BioMimetics is focused on developing two primary orthopedic products, which are GEM OS 1 (now Augment Bone Graft) and GEM OS 2, (now Augment Injectable Bone Graft). According to the company’s 2007 annual report, “GEM OS1 (bone graft) and GEM OS2 (injectable bone graft), use recombinant human Platelet-Derived Growth Factor (rhPDGF-BB), which is one of the principal naturally occurring wound healing stimulators in the body to kick start the tissue regeneration process.”

GEM OS2 has the potential to impact the VCF repair market by reducing the risk of adjacent level fracture. Again, the basic thesis is that products which are proven clinically successful at reducing the incidence of vertebral fractures will negatively impact revenue growth of technologies centered at fracture repair.

According the company’s 2007 annual report, indications for GEM-OS2 will be bone augmentation for osteoporosis and injected as a prophylactic treatment. After kyphoplasty or vertebroplasty, GEM-OS2 is a candidate for percutaneous injection into the adjacent level vertebrae.

Regulatory Status

Augment Injectable Bone Graft as indicated for the spine is currently in pre-clinical studies.

Sintea Biotech’s SPIDER

Leave the cannoli, bring the spine implant. We are traveling to Milano, Italy, where Sintea Biotech is located. Sintea operates in both the spine and trauma areas of orthopedics. The company’s spine portfolio includes anterior cervical plates, cages, lumbar fusion instrumentation, and occipital-cervical fixation devices.

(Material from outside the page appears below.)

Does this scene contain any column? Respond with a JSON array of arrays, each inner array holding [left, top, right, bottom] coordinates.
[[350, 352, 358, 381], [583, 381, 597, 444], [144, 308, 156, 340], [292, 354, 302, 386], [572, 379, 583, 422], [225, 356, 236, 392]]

However, for our purposes, we are concerned with Sintea’s Spider as it is related to treating vertebral compression fractures. This device allows for controlled expansion/distraction inside the vertebra. The device is intended for use in the thoracic and lumbar spine for vertebral compression fractures caused by osteoporosis and metastatic tumors.

Regulatory Status

OUS: The device has received the European Union’s CE mark.

U.S.: In June 2008, the device was FDA approved via the 510k pathway.

VCF Treatment Moving Forward

We hear about potentially disruptive technologies and how they are going to be game changers. Often, they either take a decade longer than anticipated to make an impact, or make no impact at all. What makes the technologies above so interesting is that they are going to hit the market soon or are already approved. So the question is not if, but when. In our assessment, we were careful to look at the regulatory status of the technologies mentioned.

Here are potential trends in these devices.

• A movement toward devices that allow for controlled/adjustable height restoration
• A focus on devices that decrease the potential for cement leakage
• A trend toward adopting technologies that can be offered at a discount to kyphoplasty
• Devices that allow for increased control over cement viscosity and lower-pressure injection
• Devices that maintain vertebral height while cement cures preventing further damage to the vertebral body

Here are potential trends we see involving prophylactic treatments focused on preventing subsequent or initial osteoporotic fractures.

• Orthopedic companies may collaborate with pharmaceutical companies that have prophylactic treatments, decreasing the risk of subsequent or adjacent level fractures
• Products such as Amgen’s denosumab could literally decrease the incidence of osteoporosis related fractures
• A focus on preventative medicine and prophylactic treatments could shift former fracture repair related revenues to pharma/biotech companies

Our thesis remains: companies developing innovative treatments to treat compression fractures should know that VCF still stands for Very Compelling Future!